Comment les foyers de soins de longue durée sont-ils financés et réglementés au Canada?

(Available in English: Long-Term Care Homes in Canada – How are They Funded and Regulated?)

Selon les données de recensement, près de 160 000 personnes vivaient dans des établissements de soins de longue durée (SLD) au Canada en 2016. D’après la définition de Santé Canada, ces établissements offrent « un logement pour les personnes qui exigent des soins supervisés sur place, jour et nuit, y compris les soins de santé professionnels, les services et les soins personnels, tels que les repas, la lessive et le ménage ».

Toutefois, il n’existe pas de définition universellement reconnue des SLD dans notre pays. Les établissements de SLD sont parfois confondus avec des résidences‑services, des résidences pour personnes âgées ou encore des résidences pour retraités. Dans ces dernières, les résidents sont généralement assez autonomes, et l’offre de services est plus limitée.

Dans la présente Note de la Colline, nous examinons les questions de compétences à cet égard, résumons le coût attribuable à la prestation des soins dans les établissements de SLD et fournissons une liste des mesures législatives régissant les SLD au Canada.

Pour obtenir de plus amples renseignements, consulter l’article Les répercussions de la COVID-19 sur les foyers de soins de longue durée au Canada.

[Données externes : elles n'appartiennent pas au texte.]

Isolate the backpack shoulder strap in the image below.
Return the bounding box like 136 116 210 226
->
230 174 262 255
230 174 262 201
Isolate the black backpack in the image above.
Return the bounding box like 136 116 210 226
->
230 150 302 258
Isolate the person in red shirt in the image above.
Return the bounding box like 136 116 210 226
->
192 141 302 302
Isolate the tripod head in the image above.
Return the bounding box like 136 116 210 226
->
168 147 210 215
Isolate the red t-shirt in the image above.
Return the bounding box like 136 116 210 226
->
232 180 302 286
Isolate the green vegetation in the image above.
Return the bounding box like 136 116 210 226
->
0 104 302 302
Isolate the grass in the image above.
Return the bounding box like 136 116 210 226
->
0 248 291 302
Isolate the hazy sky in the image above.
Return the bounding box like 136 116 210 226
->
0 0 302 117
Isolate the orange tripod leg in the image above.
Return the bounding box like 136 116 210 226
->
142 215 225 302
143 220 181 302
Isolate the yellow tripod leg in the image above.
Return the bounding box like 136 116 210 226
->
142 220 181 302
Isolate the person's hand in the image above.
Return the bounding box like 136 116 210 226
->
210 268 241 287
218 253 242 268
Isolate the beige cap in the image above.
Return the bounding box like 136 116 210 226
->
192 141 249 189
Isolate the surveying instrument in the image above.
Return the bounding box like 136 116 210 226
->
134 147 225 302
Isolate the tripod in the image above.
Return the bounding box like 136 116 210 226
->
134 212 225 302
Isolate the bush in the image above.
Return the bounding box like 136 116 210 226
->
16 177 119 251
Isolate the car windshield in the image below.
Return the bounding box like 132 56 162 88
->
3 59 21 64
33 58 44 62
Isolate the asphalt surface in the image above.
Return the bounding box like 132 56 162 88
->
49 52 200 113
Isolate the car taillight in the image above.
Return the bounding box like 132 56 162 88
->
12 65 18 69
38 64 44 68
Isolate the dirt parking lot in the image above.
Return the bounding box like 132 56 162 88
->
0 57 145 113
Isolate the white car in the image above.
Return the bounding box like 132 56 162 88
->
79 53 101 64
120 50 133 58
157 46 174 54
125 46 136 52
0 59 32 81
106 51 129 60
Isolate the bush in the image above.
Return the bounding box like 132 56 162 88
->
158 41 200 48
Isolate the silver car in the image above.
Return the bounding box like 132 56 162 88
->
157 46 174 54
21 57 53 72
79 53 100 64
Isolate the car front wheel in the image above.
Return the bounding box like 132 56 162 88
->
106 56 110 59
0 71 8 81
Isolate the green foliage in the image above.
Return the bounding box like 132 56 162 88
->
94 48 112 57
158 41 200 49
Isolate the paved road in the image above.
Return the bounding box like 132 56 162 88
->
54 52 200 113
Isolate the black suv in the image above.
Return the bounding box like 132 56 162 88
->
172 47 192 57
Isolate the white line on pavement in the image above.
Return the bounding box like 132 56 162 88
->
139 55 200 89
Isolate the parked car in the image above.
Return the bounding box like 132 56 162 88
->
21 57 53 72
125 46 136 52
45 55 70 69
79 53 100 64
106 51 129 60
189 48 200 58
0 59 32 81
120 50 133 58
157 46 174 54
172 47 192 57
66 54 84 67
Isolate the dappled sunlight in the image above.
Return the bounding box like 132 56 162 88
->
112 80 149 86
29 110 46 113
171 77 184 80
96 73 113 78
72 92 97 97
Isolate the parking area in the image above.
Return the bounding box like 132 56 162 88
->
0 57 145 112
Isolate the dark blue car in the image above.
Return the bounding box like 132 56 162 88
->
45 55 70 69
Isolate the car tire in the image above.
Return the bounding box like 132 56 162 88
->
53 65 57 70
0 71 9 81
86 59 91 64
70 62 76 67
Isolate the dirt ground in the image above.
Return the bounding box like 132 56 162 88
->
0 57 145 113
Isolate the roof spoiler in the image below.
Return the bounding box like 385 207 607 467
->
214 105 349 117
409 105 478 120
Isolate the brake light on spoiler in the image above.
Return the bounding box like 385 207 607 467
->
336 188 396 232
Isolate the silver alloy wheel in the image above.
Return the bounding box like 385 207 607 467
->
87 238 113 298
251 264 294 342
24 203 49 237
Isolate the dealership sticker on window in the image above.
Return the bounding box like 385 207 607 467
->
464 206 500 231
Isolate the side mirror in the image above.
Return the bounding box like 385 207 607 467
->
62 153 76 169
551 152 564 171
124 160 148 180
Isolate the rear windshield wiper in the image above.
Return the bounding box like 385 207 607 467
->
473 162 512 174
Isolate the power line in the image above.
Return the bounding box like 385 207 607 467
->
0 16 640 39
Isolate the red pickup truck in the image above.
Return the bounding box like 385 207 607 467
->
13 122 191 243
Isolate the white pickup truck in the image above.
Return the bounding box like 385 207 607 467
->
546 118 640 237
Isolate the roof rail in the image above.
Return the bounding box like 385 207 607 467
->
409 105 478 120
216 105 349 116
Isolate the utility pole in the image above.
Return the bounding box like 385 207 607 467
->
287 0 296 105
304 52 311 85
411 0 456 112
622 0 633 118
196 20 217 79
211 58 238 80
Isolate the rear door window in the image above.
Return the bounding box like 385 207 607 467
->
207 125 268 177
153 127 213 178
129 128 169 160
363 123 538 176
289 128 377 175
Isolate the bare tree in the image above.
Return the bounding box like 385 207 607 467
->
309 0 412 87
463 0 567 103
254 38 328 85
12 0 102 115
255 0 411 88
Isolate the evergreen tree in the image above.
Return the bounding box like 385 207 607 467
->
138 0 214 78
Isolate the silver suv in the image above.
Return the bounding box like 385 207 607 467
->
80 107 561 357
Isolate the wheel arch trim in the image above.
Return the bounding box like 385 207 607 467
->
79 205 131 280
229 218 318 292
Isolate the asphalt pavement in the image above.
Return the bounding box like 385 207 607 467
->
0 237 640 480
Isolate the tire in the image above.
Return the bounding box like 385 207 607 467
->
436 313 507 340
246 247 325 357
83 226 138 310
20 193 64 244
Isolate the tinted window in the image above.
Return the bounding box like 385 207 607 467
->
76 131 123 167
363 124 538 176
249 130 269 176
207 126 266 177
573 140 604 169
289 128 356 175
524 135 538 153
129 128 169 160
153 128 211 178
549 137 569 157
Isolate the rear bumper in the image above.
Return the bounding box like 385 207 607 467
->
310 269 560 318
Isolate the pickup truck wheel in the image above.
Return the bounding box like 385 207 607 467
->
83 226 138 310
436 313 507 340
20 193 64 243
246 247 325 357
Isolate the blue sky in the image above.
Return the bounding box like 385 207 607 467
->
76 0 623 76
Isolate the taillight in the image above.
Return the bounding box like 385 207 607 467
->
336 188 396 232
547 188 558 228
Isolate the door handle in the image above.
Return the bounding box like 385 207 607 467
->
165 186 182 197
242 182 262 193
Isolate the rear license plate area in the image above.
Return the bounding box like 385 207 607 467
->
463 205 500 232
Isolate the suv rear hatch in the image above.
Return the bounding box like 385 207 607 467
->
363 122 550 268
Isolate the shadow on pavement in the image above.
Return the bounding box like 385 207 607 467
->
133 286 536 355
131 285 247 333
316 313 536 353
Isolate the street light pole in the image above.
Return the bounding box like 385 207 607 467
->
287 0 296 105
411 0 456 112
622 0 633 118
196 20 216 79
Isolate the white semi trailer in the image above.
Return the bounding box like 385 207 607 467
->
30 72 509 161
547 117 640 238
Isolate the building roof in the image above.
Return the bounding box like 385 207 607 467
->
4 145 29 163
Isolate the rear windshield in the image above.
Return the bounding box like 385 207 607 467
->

Compétence relative aux établissements de SLD

La compétence dans les domaines de la santé et des soins de santé est une responsabilité partagée entre les gouvernements fédéral et provinciaux. Les articles 91 et 92 de la Loi constitutionnelle de 1867 confèrent au Parlement fédéral ou aux assemblées législatives provinciales respectivement le pouvoir exclusif d’édicter des lois à cet égard.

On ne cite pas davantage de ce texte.